Die Vertreter:innen von BMDV und BNetzA äußerten sich zufrieden über die erste Bilanz zum Entfall der Umlagefähigkeit. Die Umstellung sei bisher weitgehend geräuschlos verlaufen. Insbesondere sei es nicht – wie befürchtet – zu einem signifikanten Beschwerdeaufkommen nach dem Stichtag gekommen. Das läge vor allem daran, dass die Abschaltung der Anschlüsse, für die Endkund:innen keine Einzelverträge abgeschlossen haben, erst langsam voranschreite.
Der Ausbau der Inhaus-Netze sei derzeit einer der Schwerpunkte des BMDV bei der Umsetzung der Gigabitstrategie. Denn: Die flächendeckende Versorgung aller Haushalte mit Glasfaseranschlüssen bis zur Wohnung/zum Endkunden (FTTH) setzt nicht nur den weiteren schnellen Ausbau in der Fläche voraus. Auch die Gebäude müssen mit Glasfaser ertüchtigt werden. Die NE 4 dürfe sich dabei nicht als Flaschenhals bei der Erreichung der Ausbauziele erweisen.
Der Inhaus-Ausbau stellt Netzbetreiber und Wohnungswirtschaft vor eine Vielzahl von Herausforderungen. Das Wissenschaftliche Institut für Infrastruktur (WIK) sowie die aconium GmbH haben hierzu Untersuchungen angestellt und diese bei dem Workshop vorgestellt.
Eine zentrale Frage beim Inhaus-Ausbau ist die der Refinanzierung neuer Gebäudenetze.
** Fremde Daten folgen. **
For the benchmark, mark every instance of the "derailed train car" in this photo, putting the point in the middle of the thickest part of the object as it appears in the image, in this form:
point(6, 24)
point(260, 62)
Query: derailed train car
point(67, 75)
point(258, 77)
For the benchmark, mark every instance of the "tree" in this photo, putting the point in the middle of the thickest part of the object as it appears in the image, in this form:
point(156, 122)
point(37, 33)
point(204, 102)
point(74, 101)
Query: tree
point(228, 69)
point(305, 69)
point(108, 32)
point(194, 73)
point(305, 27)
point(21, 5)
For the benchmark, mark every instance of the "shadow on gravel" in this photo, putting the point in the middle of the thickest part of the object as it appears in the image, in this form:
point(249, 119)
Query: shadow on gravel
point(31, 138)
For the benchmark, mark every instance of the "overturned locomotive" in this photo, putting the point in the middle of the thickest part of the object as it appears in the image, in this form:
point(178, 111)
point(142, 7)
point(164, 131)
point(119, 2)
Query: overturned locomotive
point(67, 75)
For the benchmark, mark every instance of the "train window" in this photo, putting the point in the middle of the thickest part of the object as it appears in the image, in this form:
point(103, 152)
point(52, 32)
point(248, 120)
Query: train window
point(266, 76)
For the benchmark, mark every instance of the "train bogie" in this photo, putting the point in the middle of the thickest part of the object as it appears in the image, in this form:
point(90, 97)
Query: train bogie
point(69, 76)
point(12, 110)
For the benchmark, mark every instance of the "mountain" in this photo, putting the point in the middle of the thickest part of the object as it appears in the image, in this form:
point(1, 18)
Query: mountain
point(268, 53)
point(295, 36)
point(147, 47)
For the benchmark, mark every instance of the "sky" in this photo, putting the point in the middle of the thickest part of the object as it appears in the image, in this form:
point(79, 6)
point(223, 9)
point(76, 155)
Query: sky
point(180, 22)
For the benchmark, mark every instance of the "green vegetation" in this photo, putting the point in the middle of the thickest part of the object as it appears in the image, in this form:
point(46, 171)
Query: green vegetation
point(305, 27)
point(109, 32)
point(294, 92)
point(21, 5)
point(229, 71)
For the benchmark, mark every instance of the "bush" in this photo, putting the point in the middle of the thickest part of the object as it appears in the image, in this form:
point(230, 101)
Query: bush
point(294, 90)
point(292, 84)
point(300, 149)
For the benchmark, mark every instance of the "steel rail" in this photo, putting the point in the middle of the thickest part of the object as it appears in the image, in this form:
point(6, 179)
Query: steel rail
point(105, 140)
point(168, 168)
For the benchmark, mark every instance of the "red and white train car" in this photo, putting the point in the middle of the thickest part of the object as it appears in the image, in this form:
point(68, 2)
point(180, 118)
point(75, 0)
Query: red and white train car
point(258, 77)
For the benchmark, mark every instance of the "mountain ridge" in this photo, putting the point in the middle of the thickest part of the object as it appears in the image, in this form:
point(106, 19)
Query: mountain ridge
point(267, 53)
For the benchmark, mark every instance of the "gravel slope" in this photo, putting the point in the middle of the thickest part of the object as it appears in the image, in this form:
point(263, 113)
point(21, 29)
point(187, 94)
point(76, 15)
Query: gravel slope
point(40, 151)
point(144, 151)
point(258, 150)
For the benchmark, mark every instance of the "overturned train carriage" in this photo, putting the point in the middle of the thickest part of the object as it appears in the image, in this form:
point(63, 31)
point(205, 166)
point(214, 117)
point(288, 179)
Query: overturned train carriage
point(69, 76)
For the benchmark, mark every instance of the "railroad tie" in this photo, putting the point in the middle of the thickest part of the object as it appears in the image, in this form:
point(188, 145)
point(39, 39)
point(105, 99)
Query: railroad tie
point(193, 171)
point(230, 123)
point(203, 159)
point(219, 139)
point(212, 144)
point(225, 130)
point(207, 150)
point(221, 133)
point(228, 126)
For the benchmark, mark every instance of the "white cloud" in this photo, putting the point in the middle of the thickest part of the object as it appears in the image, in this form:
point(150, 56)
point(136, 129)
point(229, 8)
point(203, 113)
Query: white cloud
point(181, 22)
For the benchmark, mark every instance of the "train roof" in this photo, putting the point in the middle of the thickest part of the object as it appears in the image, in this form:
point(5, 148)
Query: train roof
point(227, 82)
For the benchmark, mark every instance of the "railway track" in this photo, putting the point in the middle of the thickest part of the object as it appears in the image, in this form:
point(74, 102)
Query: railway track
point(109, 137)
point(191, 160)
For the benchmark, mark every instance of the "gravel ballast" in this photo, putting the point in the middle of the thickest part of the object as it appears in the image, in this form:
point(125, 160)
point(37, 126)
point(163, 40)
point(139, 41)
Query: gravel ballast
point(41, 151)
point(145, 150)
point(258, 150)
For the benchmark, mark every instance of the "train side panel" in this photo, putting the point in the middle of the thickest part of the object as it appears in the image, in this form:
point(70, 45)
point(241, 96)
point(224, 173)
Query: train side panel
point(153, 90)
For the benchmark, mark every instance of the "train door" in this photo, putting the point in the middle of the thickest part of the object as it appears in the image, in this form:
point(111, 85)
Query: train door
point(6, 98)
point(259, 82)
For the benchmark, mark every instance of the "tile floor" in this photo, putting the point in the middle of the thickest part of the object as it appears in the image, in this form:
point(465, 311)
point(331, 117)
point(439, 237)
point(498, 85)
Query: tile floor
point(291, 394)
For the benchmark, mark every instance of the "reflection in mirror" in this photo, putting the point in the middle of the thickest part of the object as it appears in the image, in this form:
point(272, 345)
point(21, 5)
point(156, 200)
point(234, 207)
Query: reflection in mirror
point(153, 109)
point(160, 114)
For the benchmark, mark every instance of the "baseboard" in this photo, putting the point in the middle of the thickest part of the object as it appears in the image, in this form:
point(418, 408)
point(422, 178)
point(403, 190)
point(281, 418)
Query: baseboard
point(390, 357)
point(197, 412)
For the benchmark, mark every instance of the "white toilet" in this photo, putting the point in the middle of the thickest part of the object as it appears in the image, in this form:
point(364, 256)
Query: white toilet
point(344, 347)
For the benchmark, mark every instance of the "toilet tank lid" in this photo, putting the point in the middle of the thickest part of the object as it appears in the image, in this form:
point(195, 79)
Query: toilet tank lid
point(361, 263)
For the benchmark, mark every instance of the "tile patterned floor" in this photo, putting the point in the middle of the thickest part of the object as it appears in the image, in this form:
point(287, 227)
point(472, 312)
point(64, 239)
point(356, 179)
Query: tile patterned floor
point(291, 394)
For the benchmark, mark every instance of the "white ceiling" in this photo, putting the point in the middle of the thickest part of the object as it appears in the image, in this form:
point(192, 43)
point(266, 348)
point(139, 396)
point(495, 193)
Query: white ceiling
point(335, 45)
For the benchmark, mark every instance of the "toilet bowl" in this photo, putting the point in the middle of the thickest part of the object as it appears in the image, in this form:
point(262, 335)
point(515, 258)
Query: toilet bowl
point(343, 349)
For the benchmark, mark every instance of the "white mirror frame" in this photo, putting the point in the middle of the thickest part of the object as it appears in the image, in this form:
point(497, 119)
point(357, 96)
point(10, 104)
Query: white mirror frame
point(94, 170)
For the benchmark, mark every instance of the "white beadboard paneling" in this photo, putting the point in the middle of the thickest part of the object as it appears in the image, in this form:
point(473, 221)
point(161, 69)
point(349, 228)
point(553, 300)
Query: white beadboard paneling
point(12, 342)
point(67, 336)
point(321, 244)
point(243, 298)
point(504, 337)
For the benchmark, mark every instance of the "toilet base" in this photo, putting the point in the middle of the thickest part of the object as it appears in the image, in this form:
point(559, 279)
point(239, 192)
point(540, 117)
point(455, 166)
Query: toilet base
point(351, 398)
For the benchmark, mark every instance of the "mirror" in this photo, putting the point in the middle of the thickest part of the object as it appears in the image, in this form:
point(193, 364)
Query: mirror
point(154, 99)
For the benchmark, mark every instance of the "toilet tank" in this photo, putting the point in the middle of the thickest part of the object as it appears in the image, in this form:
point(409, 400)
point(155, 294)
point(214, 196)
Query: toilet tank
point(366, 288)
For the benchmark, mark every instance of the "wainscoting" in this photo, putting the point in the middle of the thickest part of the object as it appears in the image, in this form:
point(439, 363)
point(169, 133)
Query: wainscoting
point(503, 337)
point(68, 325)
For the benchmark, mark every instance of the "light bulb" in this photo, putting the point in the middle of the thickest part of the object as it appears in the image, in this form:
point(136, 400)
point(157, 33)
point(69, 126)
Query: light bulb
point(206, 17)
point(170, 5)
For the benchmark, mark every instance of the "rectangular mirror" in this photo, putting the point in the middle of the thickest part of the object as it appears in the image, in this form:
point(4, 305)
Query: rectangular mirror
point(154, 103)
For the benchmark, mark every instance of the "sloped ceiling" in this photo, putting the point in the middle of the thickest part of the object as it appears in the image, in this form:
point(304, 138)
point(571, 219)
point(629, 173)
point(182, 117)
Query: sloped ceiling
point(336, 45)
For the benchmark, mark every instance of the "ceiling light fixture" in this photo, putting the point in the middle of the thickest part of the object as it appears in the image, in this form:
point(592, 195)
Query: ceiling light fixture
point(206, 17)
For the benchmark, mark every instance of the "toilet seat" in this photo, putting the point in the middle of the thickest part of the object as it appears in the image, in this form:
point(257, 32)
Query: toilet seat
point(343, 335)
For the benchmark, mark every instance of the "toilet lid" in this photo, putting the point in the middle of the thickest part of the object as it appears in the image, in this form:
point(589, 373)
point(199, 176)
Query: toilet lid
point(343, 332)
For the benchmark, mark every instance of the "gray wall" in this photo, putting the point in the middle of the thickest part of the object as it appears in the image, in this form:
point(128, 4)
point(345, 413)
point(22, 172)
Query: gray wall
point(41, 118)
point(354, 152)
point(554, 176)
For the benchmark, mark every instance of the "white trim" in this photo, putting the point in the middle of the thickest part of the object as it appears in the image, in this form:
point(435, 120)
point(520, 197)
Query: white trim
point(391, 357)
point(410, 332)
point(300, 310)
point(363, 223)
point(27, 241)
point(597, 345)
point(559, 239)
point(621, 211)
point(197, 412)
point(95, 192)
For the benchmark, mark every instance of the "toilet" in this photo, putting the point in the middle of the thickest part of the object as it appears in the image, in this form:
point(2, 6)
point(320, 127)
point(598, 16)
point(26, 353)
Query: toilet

Mit dem Wegfall der Umlagefähigkeit ist ein wichtiges Finanzierungsmodell entfallen. Das ersatzweise eingeführte Glasfaserbereitstellungsentgelt wird in der Praxis aus verschiedenen Gründen kaum genutzt. Es kann die Lücke nicht füllen. Vermehrt setzen Netzbetreiber deshalb auf neue Kooperationsmodelle mit der Wohnungswirtschaft. Dabei seien aber in der Praxis noch viele Fragen ungeklärt. Das BMDV habe daher den Wunsch mehrerer Workshop-Teilnehmer aufgenommen, und werde einen Folge-Workshop veranstalten, betonte Staatssekretär Stefan Schnorr (Screenshot) in seinem Grußwort. Das Ministerium sei immer am Input der Branche interessiert, wie man den Rahmen für den Inhaus-Ausbau weiter optimieren könne.
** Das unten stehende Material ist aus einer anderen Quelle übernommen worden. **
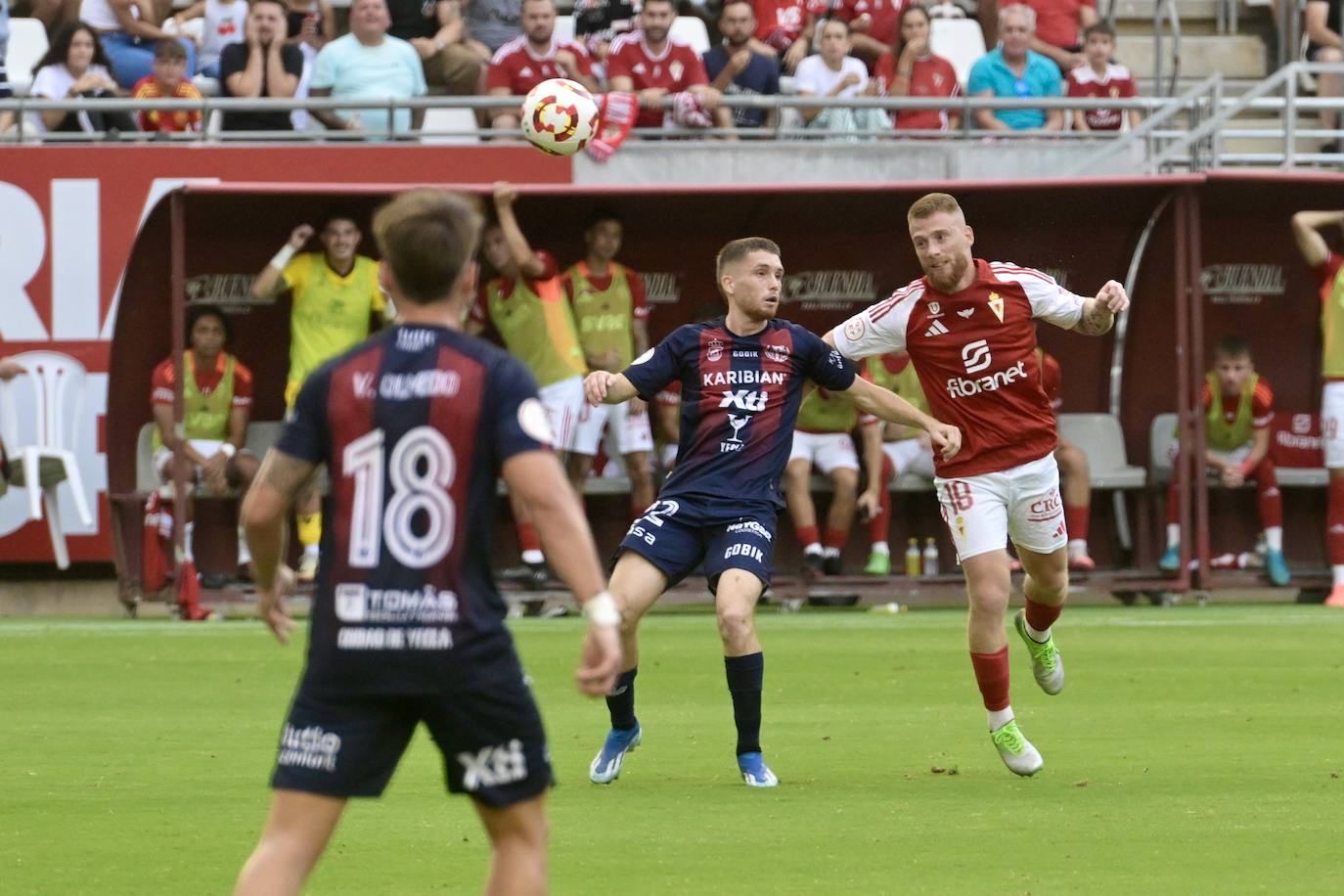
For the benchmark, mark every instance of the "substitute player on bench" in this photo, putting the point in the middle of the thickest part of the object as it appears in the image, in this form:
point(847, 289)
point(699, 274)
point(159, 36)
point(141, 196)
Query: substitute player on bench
point(978, 370)
point(742, 381)
point(416, 425)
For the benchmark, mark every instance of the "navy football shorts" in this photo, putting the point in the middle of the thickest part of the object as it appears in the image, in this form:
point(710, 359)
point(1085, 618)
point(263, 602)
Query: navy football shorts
point(491, 738)
point(674, 536)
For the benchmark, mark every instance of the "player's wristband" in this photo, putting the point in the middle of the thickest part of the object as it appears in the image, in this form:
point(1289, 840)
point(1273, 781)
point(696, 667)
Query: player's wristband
point(283, 256)
point(601, 610)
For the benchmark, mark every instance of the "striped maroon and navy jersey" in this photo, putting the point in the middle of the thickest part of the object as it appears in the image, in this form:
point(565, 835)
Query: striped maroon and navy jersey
point(739, 400)
point(413, 426)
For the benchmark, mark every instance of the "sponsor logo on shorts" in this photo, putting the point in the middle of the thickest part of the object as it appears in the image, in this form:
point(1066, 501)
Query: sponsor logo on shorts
point(744, 551)
point(960, 387)
point(493, 766)
point(356, 602)
point(311, 747)
point(751, 525)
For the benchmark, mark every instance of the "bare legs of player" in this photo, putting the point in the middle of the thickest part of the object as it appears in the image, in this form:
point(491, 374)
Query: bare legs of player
point(300, 825)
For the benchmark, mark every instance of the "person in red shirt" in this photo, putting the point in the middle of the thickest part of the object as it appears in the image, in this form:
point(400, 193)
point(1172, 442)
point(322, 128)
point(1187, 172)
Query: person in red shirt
point(969, 330)
point(167, 82)
point(786, 27)
point(1100, 78)
point(650, 64)
point(535, 57)
point(874, 25)
point(1236, 449)
point(917, 72)
point(1058, 25)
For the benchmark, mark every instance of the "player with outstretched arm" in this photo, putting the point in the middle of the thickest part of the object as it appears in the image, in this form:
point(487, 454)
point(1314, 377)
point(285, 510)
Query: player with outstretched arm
point(416, 425)
point(967, 326)
point(742, 379)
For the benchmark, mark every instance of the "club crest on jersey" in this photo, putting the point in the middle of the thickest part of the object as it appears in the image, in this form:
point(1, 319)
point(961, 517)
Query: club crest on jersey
point(996, 305)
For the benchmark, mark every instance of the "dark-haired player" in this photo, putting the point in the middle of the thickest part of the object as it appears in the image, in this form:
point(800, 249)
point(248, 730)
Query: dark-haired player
point(742, 379)
point(416, 425)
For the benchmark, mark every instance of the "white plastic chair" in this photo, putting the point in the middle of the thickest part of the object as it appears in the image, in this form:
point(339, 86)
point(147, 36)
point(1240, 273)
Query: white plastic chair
point(27, 45)
point(40, 457)
point(960, 42)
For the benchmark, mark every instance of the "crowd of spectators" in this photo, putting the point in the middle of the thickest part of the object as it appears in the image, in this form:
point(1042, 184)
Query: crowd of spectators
point(405, 49)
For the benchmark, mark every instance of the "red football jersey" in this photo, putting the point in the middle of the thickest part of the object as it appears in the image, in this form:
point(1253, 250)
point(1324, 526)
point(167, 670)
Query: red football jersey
point(781, 22)
point(1117, 83)
point(886, 17)
point(519, 68)
point(675, 68)
point(976, 356)
point(929, 76)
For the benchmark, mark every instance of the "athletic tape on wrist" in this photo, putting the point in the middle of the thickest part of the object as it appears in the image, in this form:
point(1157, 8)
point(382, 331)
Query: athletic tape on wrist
point(283, 256)
point(601, 610)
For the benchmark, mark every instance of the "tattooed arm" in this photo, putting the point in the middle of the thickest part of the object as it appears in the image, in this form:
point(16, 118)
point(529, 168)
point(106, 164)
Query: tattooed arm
point(265, 515)
point(1099, 312)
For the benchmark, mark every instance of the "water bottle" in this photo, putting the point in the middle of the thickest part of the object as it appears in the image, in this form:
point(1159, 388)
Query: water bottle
point(930, 557)
point(913, 558)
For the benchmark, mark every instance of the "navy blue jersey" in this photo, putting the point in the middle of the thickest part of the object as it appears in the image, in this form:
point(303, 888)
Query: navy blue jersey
point(739, 400)
point(414, 425)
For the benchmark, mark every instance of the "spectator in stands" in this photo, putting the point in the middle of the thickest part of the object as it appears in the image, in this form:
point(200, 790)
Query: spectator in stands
point(597, 23)
point(1322, 25)
point(75, 66)
point(654, 66)
point(822, 438)
point(913, 70)
point(223, 25)
point(1239, 407)
point(261, 66)
point(1058, 27)
point(737, 67)
point(369, 64)
point(904, 450)
point(438, 34)
point(128, 31)
point(491, 24)
point(525, 62)
point(834, 72)
point(167, 81)
point(611, 321)
point(874, 25)
point(1012, 68)
point(335, 297)
point(786, 27)
point(216, 405)
point(1102, 78)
Wir begrüßen das Engagement von BMDV und BNetzA. Auch aus Sicht der ANGA müssen Politik und Marktteilnehmer künftig ein deutlich größeres Augenmerk auf den Inhaus-Ausbau legen. Dabei braucht es nicht unbedingt neue Regulierung – der Markt ist in der Lage, viele Situationen angemessen zu lösen. Die gesetzlichen Rahmenregelungen müssen so gestaltet werden, dass die Ausbaudynamik nicht gebremst wird. Das heißt u. a.:
- Das Glasfaserbereitstellungsentgelt muss grundlegend überarbeitet werden, damit es einen Beitrag zum Inhaus-Ausbau leisten kann. Einerseits bedarf es einer deutlichen Erhöhung der umlagefähigen Beträge, um den Ausbau rentabel zu machen. Andererseits sollten die administrativen Hürden herabgesetzt werden, Sie schrecken derzeit noch vielfach interessierte Hauseigentümer ab.
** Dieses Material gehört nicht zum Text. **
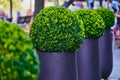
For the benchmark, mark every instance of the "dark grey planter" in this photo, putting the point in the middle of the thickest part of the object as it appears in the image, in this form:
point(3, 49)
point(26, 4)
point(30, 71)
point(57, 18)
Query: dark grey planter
point(88, 60)
point(105, 51)
point(57, 66)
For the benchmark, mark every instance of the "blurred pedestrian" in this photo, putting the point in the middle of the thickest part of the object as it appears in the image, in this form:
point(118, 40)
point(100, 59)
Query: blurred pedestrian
point(2, 16)
point(90, 4)
point(77, 6)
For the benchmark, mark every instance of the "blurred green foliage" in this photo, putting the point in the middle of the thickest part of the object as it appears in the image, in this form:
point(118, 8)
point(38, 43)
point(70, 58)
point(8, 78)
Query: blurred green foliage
point(5, 4)
point(18, 60)
point(57, 29)
point(107, 15)
point(93, 23)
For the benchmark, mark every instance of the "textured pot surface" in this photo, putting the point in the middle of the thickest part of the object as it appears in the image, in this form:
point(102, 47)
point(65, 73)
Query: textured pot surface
point(57, 66)
point(88, 60)
point(105, 52)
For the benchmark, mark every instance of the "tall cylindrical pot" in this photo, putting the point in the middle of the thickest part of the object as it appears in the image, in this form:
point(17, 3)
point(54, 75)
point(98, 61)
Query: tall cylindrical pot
point(57, 66)
point(88, 60)
point(105, 51)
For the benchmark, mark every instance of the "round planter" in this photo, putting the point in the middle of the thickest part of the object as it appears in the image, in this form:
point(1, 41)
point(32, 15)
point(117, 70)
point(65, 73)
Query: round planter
point(88, 60)
point(57, 66)
point(105, 52)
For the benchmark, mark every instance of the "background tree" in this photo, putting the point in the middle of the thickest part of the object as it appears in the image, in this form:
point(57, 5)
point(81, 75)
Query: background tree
point(5, 4)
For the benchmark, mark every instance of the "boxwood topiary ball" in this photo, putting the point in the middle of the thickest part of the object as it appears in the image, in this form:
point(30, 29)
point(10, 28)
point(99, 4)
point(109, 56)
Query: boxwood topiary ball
point(107, 15)
point(57, 29)
point(18, 60)
point(93, 23)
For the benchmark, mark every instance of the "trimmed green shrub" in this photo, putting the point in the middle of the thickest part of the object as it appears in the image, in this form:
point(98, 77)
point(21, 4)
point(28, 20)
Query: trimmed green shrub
point(107, 15)
point(56, 29)
point(93, 23)
point(18, 60)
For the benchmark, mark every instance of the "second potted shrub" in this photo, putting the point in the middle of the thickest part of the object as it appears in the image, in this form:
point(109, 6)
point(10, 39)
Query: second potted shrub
point(105, 42)
point(57, 35)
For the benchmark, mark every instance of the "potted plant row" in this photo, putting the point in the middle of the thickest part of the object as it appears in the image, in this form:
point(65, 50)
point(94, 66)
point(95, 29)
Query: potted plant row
point(57, 33)
point(18, 60)
point(88, 55)
point(105, 42)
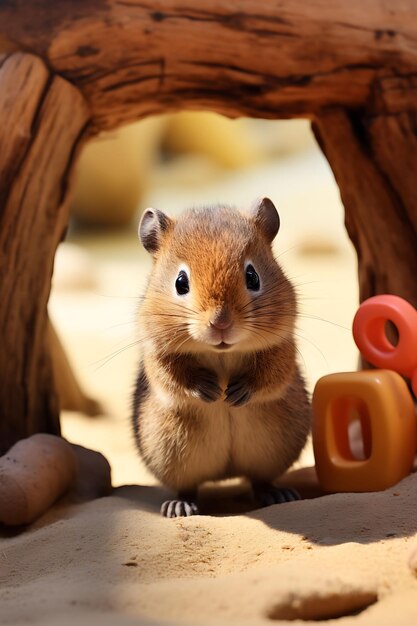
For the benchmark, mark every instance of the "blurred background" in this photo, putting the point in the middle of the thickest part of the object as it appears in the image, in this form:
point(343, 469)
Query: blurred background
point(173, 162)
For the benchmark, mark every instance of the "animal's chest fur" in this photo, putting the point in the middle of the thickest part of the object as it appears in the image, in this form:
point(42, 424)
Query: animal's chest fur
point(186, 442)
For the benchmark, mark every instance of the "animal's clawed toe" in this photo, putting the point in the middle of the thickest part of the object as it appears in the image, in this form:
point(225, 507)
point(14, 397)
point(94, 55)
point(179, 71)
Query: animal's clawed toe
point(178, 508)
point(268, 495)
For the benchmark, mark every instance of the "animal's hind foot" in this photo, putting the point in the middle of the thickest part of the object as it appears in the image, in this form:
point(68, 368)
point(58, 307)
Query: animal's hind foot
point(179, 508)
point(266, 495)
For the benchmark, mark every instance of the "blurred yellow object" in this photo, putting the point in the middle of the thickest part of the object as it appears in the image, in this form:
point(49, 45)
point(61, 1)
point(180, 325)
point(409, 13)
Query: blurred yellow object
point(113, 173)
point(235, 143)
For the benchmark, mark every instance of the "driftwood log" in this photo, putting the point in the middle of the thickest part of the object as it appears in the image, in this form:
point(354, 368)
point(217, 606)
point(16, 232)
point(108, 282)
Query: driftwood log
point(71, 69)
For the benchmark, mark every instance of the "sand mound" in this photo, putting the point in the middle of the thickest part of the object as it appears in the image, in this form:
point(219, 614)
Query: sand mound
point(115, 560)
- Ein etwaiges Glasfaser-Gütesiegel, wie vom Gigabit Infrastructure Act vorgesehen, sollte unbedingt freiwillig bleiben. Und es sollte vor allem keine zusätzlichen Kosten verursachen.
- Bei der anstehenden Spezifizierung der technischen Vorgaben für Inhaus-Netze sollten bereits gewonnene Erkenntnisse – wie die BMDV-Inhaus-Broschüre – berücksichtigt werden, um Doppelarbeit zu vermeiden.